It was both sad and uncomfortable to watch as Kanye West and Kim Kardashian West hashed out their messy divorce and parenting disagreements publicly over Instagram on Friday. But as damaging as the public feud is for their children and family, Kanye is right to protest his 8-year-old daughter’s use of TikTok.
“I NEED TO KNOW WHAT I SHOULD DO ABOUT MY DAUGHTER BEING PUT ON TIK TOK AGAINST MY WILL ?” the rapper wrote on Instagram Friday morning.
Kim, who is typically extremely private, stoic, and rarely makes public comments about her divorce, responded with a statement on her Instagram.
“Kanye’s constant need for attacking me in interviews and on social media is actually more hurtful than any TikTok North might create,” she wrote via her Notes app. “As the parent who is the main provider and caregiver for our children, I am doing my best to protect our daughter while also allowing her to express her creativity in the medium that she wishes with adult supervision — because it brings her happiness.”

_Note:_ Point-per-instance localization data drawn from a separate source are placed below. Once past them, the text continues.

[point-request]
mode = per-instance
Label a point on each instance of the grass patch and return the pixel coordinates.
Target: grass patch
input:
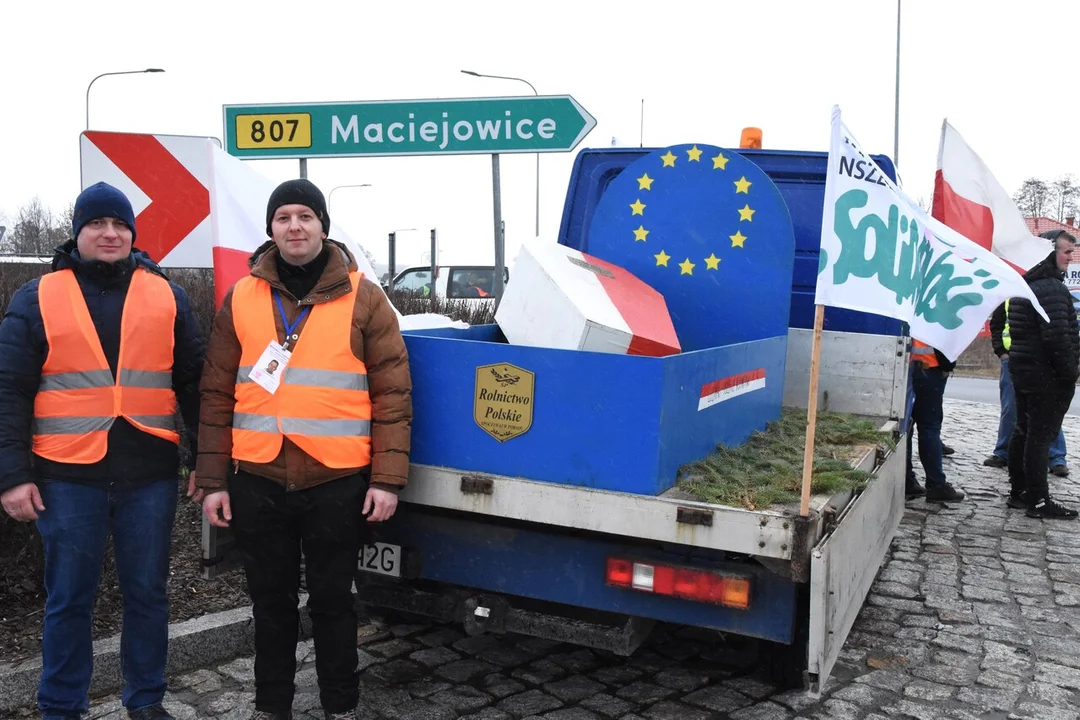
(767, 470)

Kanye responded with two more posts (now deleted), one alleging that Kim tried to keep Kanye from his children and forced him to take a drug test, and another of a screenshot of TikTok’s terms of service about not allowing users under the age of 13.
Putting aside the fact that Instagram is perhaps the worst possible way to mediate marriage and parenting disputes, Kanye is not wrong to take drastic measures when it comes to protecting his children from social media, especially apps such as TikTok.
The obvious and well-documented negative consequences of letting children and teenagers use TikTok are too great in number to fully account for here. Federalist Culture Editor Emily Jashinsky happened to write about the broader consequences of TikTok on our children, and thus the future of our nation, just hours before Kanye’s first post went up. She wrote:
If you browse this BuzzFeed roundup of the top trends on TikTok in 2021, you’ll find explicit dances, songs, and gender-bending alongside adorable dogs and easy recipes. In 2020, Seventeen included the “WAP” dance on its roundup of the app’s most popular trends, meaning millions of American kids were watching and making video after video of a song about “wet ass p-ssy.”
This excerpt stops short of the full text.